The schematic diagram shows five homologous gene clusters of the GH1 gene and five exons of the GH1 gene. These are the mutations that lead to IGHD IA, including deletions, coding region splicing mutations, point mutations, and insertions/deletions. The black font indicates information reported in the literature. The red font indicates the mutation type in this case

The most common genetic causes of IGHD include mutations in GH1 and GHRHR. In addition, IGHD can be caused by mutations in transcription factors (HESX1, SOX3, and OTX2) or the development of a multi-pituitary hormone deficiency [10]. The GH1 gene is located on the long arm of chromosome 17 (17q22-24). It is composed of five homologous genes, which are, in sequence, from 5′ to 3′, GH1, CSHL1, CSH1, GH2, and CSH2, and spans a region that is approximately 65 KD [11]. This gene cluster is consistent with respect to the coding region, insertion sequence, and flanking sequence. These homologous sequences appear upstream and downstream of the GH1 gene, providing the basis for the unequal recombination of the GH1 gene, which results in the deletion of the gene. Several published reports have described deletions in the GH1 gene of different lengths, including 6.7 kb, 7.7 kb, 7.6 kb, 45 kb, and double deletions, that all resulted in IGHD IA. Of these reported deletions, the 6.7 kb deletion was the most common (80%). Heterozygous frameshift variants and a homozygous nonsense mutation also have been reported [4].
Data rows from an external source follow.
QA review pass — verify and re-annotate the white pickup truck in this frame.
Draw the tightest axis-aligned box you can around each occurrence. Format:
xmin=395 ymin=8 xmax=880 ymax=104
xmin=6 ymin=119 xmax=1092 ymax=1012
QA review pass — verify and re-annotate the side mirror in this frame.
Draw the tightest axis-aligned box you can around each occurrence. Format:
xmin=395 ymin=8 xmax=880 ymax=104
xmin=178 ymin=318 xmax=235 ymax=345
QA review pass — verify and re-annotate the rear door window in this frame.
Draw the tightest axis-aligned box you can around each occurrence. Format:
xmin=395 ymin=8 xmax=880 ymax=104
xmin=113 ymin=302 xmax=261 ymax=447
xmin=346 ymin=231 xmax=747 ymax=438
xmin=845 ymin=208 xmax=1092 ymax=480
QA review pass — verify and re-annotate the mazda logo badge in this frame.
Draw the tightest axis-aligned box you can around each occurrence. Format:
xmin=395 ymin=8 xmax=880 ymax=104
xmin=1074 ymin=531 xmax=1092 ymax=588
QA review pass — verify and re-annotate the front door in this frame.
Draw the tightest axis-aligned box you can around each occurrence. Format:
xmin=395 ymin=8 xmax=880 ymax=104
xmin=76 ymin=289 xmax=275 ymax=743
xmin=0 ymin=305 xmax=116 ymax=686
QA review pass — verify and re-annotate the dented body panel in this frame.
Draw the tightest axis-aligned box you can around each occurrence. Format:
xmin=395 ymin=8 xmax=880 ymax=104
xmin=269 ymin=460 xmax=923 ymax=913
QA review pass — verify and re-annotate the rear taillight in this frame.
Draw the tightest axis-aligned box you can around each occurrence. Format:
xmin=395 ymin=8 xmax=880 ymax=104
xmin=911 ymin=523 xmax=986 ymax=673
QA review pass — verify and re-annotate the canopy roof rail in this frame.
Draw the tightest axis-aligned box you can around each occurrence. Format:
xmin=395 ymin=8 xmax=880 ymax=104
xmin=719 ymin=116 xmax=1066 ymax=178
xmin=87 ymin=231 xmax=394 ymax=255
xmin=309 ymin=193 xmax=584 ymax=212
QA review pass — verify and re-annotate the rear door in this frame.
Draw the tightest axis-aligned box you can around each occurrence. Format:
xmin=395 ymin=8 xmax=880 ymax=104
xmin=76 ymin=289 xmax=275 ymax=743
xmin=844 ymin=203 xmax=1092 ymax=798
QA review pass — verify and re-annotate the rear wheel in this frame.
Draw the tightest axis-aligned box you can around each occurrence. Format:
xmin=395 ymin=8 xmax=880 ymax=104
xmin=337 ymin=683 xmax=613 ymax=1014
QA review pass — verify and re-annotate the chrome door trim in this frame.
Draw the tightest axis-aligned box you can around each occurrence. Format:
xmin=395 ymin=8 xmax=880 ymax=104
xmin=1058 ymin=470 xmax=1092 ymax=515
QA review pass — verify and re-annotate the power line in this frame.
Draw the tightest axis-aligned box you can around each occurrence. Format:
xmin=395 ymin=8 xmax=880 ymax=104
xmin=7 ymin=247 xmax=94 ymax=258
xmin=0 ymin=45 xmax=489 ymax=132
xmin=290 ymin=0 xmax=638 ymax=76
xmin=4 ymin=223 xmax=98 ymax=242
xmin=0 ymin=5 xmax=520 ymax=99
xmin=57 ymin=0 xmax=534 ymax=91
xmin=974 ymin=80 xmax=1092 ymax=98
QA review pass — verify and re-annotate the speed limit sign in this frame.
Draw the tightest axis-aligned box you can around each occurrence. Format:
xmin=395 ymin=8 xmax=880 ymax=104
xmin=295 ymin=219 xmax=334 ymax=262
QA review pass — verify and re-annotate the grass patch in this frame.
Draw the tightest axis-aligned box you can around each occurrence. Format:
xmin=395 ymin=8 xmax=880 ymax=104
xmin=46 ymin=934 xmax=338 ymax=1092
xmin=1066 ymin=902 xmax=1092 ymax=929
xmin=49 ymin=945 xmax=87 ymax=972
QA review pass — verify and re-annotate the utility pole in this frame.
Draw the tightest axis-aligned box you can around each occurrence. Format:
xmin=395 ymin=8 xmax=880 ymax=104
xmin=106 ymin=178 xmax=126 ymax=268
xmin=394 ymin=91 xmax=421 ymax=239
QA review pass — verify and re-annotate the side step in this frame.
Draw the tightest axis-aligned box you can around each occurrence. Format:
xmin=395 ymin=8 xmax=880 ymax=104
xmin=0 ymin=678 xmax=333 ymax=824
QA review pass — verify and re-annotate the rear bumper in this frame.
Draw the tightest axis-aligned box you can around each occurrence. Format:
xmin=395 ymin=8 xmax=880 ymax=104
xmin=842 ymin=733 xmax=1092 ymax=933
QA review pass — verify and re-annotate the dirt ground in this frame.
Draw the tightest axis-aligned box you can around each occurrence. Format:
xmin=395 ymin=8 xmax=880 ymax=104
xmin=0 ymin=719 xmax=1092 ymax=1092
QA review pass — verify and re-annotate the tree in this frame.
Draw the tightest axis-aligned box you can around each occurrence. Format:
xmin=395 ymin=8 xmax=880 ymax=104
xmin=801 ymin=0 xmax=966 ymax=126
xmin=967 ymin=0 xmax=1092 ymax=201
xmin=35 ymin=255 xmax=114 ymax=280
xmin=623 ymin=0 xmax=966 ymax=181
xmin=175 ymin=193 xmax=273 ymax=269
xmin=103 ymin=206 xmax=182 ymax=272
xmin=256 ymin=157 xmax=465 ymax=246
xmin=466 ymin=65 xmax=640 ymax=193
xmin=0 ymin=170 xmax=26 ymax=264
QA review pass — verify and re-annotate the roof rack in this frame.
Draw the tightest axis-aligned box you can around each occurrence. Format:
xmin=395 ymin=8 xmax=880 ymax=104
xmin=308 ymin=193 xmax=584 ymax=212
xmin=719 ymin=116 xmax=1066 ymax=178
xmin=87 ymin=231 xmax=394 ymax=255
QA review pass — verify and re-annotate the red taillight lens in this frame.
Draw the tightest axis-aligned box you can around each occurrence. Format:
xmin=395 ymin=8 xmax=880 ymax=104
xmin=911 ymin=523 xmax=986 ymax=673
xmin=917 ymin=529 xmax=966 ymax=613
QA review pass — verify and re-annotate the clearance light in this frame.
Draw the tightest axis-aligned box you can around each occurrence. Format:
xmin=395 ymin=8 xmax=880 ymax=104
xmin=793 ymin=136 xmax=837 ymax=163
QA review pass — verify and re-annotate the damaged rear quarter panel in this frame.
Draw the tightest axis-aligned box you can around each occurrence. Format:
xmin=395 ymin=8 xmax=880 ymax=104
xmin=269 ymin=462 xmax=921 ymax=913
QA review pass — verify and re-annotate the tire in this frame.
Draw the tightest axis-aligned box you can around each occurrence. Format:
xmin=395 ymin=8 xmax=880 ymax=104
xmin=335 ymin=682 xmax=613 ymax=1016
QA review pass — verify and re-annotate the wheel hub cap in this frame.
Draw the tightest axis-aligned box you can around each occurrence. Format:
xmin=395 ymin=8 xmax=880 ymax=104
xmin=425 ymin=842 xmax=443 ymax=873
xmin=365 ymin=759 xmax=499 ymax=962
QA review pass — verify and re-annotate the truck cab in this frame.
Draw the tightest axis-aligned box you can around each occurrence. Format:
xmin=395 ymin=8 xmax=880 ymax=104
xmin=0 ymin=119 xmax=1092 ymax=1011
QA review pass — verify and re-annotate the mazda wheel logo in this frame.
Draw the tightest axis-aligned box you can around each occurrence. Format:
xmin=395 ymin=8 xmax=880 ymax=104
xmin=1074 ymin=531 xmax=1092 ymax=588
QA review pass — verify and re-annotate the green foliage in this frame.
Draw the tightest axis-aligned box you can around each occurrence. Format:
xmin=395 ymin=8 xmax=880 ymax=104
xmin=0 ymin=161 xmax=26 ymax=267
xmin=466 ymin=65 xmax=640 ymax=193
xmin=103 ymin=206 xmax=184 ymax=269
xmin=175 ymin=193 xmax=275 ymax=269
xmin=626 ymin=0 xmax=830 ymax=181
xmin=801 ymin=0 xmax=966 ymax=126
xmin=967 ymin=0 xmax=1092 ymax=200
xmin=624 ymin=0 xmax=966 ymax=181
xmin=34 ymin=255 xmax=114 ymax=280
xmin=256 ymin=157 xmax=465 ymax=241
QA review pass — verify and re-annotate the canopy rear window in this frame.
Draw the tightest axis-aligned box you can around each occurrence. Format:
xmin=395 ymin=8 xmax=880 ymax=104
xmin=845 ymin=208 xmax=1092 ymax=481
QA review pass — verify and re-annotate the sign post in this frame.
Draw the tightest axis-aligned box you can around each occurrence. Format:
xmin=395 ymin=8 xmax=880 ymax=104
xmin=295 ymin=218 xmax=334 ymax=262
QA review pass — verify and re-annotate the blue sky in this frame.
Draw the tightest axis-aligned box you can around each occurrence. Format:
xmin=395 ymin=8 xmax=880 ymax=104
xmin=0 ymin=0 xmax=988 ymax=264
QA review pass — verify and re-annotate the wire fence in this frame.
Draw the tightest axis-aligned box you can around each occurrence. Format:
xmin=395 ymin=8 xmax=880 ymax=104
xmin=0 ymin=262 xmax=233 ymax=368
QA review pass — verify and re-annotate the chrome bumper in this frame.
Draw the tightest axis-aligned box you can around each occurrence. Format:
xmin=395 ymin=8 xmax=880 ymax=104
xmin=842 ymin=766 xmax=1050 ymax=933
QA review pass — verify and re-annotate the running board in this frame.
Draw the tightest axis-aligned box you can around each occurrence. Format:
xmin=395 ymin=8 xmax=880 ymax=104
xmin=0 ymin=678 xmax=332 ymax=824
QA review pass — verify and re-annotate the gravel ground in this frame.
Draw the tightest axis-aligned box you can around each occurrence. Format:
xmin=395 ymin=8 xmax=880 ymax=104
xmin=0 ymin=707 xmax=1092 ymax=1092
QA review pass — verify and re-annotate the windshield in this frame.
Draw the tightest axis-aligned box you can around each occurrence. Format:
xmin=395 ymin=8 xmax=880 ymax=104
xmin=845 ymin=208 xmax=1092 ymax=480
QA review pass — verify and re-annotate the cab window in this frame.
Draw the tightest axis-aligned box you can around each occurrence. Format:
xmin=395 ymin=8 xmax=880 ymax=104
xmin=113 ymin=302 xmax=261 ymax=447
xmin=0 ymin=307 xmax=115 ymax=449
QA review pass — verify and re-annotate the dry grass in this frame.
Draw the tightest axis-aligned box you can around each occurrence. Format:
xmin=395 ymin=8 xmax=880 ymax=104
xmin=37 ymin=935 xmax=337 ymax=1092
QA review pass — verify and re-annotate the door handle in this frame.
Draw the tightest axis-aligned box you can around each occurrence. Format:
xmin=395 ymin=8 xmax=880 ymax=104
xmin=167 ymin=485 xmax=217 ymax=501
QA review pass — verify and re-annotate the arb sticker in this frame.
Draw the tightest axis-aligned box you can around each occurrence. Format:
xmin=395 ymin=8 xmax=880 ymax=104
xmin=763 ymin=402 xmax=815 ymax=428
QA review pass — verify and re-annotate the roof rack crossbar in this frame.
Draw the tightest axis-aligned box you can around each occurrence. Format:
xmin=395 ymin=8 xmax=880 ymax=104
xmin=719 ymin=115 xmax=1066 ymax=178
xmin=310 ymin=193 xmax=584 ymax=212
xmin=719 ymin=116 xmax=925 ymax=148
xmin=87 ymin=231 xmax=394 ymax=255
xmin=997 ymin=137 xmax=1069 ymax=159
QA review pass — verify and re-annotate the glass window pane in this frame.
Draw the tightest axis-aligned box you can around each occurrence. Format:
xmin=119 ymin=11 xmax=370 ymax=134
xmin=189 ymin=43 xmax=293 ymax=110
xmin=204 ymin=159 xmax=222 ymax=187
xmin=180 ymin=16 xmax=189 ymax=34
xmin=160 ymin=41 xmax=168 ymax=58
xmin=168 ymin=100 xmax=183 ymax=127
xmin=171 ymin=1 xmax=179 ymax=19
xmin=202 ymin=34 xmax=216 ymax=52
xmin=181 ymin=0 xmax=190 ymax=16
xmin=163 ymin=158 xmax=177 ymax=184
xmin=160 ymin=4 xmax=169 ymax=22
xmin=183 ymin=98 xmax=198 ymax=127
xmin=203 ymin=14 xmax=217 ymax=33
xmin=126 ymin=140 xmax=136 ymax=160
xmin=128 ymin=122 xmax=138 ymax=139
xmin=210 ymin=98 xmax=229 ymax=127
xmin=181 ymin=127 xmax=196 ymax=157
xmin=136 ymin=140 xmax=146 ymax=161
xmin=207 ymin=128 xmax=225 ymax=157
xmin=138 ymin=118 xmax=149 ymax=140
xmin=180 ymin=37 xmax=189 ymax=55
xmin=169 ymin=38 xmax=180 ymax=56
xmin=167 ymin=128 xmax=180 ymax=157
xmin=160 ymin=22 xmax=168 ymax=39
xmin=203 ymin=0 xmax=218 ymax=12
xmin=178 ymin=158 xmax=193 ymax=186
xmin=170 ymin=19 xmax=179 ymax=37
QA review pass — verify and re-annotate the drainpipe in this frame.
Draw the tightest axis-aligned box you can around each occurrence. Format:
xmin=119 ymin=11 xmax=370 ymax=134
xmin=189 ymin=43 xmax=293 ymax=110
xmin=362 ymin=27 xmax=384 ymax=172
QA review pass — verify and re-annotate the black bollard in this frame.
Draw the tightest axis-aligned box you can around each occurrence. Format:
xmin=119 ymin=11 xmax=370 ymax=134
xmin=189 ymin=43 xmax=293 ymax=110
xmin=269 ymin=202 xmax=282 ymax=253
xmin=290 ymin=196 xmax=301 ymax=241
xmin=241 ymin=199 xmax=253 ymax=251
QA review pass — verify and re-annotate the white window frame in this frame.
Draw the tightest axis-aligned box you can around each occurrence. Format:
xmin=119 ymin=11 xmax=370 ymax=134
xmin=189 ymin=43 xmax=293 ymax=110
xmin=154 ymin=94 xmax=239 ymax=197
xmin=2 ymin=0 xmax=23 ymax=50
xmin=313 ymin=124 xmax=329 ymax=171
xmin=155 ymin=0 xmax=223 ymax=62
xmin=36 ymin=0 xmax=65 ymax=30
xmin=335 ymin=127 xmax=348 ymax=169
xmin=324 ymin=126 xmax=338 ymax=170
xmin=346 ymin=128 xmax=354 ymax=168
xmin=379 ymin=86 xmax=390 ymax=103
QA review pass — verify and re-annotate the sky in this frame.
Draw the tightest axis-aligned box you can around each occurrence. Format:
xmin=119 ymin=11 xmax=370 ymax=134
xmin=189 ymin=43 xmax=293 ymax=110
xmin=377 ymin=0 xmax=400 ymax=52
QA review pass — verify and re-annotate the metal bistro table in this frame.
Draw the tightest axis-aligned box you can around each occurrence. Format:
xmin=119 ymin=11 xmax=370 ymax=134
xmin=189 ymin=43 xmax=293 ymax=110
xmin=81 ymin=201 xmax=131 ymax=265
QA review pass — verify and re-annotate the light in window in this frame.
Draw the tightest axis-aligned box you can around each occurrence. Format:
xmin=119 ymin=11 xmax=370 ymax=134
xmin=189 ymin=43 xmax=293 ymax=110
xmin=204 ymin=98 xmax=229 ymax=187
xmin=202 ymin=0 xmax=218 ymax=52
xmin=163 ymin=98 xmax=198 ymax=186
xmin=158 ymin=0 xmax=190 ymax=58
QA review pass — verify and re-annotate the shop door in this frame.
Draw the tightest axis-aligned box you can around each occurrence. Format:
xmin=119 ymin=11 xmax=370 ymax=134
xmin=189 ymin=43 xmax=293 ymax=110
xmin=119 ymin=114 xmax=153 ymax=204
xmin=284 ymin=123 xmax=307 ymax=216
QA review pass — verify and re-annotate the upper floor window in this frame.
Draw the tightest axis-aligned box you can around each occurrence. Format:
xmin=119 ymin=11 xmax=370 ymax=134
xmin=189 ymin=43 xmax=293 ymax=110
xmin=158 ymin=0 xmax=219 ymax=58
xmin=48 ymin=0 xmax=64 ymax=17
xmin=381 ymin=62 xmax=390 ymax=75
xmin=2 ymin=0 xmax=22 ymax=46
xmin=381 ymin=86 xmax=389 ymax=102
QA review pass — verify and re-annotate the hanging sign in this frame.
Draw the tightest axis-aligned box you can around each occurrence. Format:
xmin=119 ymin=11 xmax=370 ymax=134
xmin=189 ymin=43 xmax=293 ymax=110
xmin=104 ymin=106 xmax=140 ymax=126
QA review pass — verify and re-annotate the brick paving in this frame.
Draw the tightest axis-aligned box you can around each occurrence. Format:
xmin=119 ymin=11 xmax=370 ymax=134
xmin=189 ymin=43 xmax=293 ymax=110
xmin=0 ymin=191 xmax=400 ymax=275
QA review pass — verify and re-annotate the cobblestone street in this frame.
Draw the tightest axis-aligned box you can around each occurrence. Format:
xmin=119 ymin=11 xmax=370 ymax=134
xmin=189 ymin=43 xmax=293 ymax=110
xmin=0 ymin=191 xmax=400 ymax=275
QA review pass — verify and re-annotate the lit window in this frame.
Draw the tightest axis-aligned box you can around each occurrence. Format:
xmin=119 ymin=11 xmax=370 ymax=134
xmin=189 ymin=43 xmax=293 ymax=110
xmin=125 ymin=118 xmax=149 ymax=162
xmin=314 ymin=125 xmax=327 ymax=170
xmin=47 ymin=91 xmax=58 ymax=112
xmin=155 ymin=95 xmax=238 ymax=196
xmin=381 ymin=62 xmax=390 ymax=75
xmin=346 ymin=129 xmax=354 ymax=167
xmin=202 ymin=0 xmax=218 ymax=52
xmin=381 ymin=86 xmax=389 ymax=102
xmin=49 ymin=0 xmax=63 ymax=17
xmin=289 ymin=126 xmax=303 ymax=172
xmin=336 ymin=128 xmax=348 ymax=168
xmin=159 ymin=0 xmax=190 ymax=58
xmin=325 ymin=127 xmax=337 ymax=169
IGHD can be divided into four types, including autosomal recessive (IA and IB), autosomal dominant (II), and X-linked (III). The phenotypic characteristics of IGHD IA have been described above. IGHD IB is primarily caused by GH1 or GHRHR mutations. Compared with IGHD IA, patients with IGHD IB exhibit more variable phenotypes. Children exhibit short stature, a slow growth rate, delayed bone age, low but detectable growth hormone concentrations, and respond favorably to exogenous growth hormone treatment [12, 13]. IGHD II is the most common genetic form of IGHD, and children show considerable variability in the time of onset and severity of GHD. Over time, they might develop deficiencies in other pituitary hormones [14, 15], requiring lifelong follow-up assessments. IGHD III can be caused by mutations in SOX3 or BTK genes [16], and patients often exhibit mental retardation, craniofacial malformations, hypoglycemia, and agammaglobulinemia [17,18,19]. The phenotypic characteristics of each genetic form of IGHD are similar, but they also exhibit specific phenotypic characteristics, which should be distinguished through clinical assessments. In addition, GH1 gene mutations can cause IGHD IB, IGHD II, and Kowarski syndrome. Patients with these conditions exhibit exceedingly short stature, although their specific clinical phenotypes are not identical because of the type and site of the mutations. Overall, the GH1 genotype is closely associated with the phenotype of short stature caused by the GH1 mutations.

Despite the increasing number of genes known to be involved in IGHD etiology, mutations in known genes account for only a small number of cases. Therefore, understanding emerging, newly discovered mutations can guide clinical diagnosis and facilitate patient treatment. Early application of rhGH to treat IGHD IA has demonstrated favorable results. However, antibodies to rhGH eventually are produced during treatment. Therefore, long-term follow-up assessments must be conducted. Also, the presence of circulating growth hormone antibodies will substantially influence the ongoing treatment of these children, making it difficult for them to reach their expected height. Thus, further research is needed to improve the prognosis for the affected children.